In clinical trials, the most frequent side effects of the THC:CBD preparation were nausea, fatigue, dizziness and application-site reactions, usually mild or moderate in severity and often resolved with down-titration or interruption of treatment.

Although a “high” or euphoria may be experienced by some, it is not as pronounced as with inhaled marijuana, stressed Dr. Ware. “The risk of addiction is extremely low. Patients can stop the drug when they like and take it intermittently,” added Dr. Squire. The oromucosal spray formulation allows for flexible dosing and patients can choose how much to take, depending on the severity of their symptoms. “Many patients tend to dose at night, when side effects such as sleepiness are more of a benefit than a problem,” she noted.

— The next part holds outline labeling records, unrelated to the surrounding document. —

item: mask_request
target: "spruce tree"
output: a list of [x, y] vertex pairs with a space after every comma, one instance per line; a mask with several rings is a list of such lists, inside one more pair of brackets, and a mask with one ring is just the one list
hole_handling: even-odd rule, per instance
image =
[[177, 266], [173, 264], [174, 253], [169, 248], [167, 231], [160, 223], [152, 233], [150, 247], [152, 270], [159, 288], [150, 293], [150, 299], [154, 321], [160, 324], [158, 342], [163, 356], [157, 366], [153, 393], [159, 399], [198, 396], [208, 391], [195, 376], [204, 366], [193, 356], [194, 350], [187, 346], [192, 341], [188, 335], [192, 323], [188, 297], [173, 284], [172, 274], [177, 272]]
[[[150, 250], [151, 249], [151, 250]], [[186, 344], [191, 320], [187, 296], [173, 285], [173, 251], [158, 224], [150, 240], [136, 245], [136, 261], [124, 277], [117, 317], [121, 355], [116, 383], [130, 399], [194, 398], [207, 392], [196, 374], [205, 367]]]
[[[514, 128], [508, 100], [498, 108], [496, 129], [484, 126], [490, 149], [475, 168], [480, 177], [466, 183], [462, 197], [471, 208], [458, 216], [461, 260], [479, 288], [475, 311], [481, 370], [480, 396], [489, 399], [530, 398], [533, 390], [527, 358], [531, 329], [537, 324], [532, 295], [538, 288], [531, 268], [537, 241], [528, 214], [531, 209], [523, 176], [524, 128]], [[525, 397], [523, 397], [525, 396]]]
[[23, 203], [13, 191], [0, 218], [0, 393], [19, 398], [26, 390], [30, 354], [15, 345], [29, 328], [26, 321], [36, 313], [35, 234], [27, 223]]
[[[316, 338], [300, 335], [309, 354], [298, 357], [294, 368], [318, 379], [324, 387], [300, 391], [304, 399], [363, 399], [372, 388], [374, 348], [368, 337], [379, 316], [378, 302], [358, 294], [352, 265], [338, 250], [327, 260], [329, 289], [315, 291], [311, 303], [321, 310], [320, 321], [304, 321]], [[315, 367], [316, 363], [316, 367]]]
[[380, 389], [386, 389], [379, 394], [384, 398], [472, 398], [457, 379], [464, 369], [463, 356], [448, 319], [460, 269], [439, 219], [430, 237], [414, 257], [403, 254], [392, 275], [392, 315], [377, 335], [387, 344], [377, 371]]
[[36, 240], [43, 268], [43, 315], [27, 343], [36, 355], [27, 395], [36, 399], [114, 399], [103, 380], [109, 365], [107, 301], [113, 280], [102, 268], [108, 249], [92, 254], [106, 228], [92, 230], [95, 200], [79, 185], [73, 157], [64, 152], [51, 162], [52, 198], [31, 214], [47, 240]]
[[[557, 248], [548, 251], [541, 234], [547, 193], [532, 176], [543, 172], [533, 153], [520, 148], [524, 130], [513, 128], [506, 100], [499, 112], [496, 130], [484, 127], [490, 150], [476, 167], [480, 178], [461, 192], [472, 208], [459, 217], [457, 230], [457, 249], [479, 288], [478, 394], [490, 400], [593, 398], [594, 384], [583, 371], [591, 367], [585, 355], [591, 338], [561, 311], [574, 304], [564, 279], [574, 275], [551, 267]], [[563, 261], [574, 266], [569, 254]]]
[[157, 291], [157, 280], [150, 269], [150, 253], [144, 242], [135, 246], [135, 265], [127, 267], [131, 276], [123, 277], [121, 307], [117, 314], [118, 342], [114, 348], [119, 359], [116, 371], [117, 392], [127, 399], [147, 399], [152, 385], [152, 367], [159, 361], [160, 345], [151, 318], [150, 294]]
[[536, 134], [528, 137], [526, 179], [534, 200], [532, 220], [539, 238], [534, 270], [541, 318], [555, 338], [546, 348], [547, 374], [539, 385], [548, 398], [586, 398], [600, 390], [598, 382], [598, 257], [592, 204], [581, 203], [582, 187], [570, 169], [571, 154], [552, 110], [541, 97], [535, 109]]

“The CBs do not have same toxicity as the opioids,” affirmed Dr. Ware, adding that tolerance has also not been a problem. “In the two years since approval, I have not seen any evidence of tolerance in my patients using the drug.”

Summary

The successful management of pain ultimately requires a coordinated interdisciplinary approach among the patient, physician(s), nurse, physical therapist, occupational therapist, trainer and counsellor, as well as family and friends. “We need to recognize up front that patients may require more than one treatment by more than one person,” Dr. Devonshire stressed. Among the newer therapeutic choices available today in Canada, the CBs have been shown to be a useful and safe option in the management of neuropathic pain in MS patients.